Она боялась, что Хупашия увидит свою жену и сыновей и покинет ее.

И Хупашия не выглядывал в окно, а терпеливо ждал ее возвращения, когда покидала она дом на скале. Но однажды, соскучившись, Хупашия выглянул в окно и увидел свою жену и своих сыновей. И овладела им тоска. И когда вернулась Инара, обратился он к богине:

— Отпусти меня, о Инара, стосковалось сердце мое по жене и сыновьям.

— Зачем же ты выглядывал в окно?! — выкрикнула рассерженная богиня. — Зачем нарушил мой запрет?!

Распаленная ревностью, разрушила она весь дом до основания и убила Хупашию. И не было с тех пор на этом месте никаких строений — травой засеял его бог Грозы.

А Инара, дав выход своей ярости и успокоившись, отправилась в Кишкилушшу, чтобы передать охрану своего собственного дома царю, а вместе с заботой о своем доме отдала она ему во власть отобранные у Иллуянки подземные воды[332].
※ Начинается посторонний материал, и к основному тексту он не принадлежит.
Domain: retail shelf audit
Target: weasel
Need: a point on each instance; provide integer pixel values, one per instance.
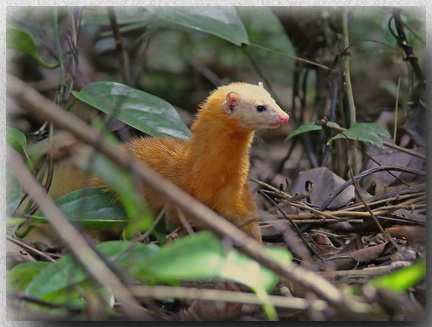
(213, 166)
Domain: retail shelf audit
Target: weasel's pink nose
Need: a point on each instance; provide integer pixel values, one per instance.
(283, 118)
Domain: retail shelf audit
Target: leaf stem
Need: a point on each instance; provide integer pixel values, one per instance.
(346, 61)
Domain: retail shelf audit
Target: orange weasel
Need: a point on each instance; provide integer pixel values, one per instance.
(213, 166)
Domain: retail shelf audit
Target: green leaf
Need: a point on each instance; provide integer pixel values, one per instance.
(66, 272)
(202, 256)
(403, 278)
(92, 208)
(366, 132)
(20, 40)
(220, 21)
(138, 109)
(21, 275)
(308, 127)
(121, 182)
(18, 141)
(13, 192)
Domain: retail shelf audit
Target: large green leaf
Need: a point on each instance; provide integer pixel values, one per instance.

И учредили хетты в память этого события праздник пурулли[333]. А гора Цалийану пролила дождь на город Нерик, напоив поля влагой, и принесли ей в дар хлеб благодарные горожане[334].

Гнев Телепина[335]

Воспылало сердце Телепина[336] однажды неукротимым гневом, и покинул он жилище богов. И сразу же густой туман окутал окна, дома наполнились удушливым дымом. В очаге погасли поленья, застыли боги каждый на своем возвышении. Задыхались овцы в своих загонах, быки и коровы — в стойлах своих. Оголились горы. Высохли источники. Быки, люди и овцы перестали соединяться в пары, а те, кто уже носил в себе семя жизни, не в состоянии были родить[337].

И созвал к себе бог Грозы, отец Телепина, богов и богинь страны хеттов.

— Разгневался мой сын Телепин, — обратился он к небожителям, — покинул наш дом, и все остановилось в росте. Всему живому наступила погибель.

И отправились все боги, великие и малые, на поиски Телепина, но не могли его найти. И бог Грозы призвал к себе орла и приказал ему:

— Иди, обшарь высокие горы, обыщи прозрачные воды, осмотри глубокие ущелья. Найди Телепина.

Полетел орел, но не нашел он бога Телепина и, возвратившись, сказал:

— Обыскал я высокие горы, обошел глубокие долины, пронзил взглядом прозрачные воды. Нет там Телепина.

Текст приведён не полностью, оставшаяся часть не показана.